Reblogged from Populareconomicsblog:
Popular Economics Weekly
Economists Lawrence Mishel and Heidi Shierholz of the labor think tank Economic Policy Institute (EPI) have been asking a question in their latest work that is at the root of our various economic crises, “Why did the richest 1 percent of Americans receive 56 percent of all the income growth between 1989 and 2007, before the recession began (compared with 16 percent going to the bottom 90 percent of households)?
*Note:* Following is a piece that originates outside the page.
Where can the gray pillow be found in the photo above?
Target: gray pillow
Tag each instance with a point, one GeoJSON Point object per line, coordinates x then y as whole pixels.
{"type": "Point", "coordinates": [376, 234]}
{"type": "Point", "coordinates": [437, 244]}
This is really less than convincing as a model for several reasons. First, something like 48% of Americans pay zero taxes (other than the “hidden” taxes that impact everyone (gasoline taxes, tobacco taxes, airline taxes, etc.) and the top 5% of income earners pay something like 70 % of all taxes paid. The numbers then really indicate that there is no equity of taxation, but in a reverse sense from the supposed common wisdom of a down-trodden population that does not exist. The mathematics can be interpreted to really show that no wealth transfer has occurred from “poor” to “wealthy” and rather has gone the other way, since the “wealthy” support most of government by the taking of their wealth. Of course, they really only support that part of government towards which taxes flow (60%) since borrowing supports the rest (40%), mostly financed by China. Logic would also suggest that the only real source of investment and finance of job growth, lies with those with the capital to invest. Simply holding wealth really results in the loss of wealth by inflation and taxation, and the only way to increase wealth would be investment.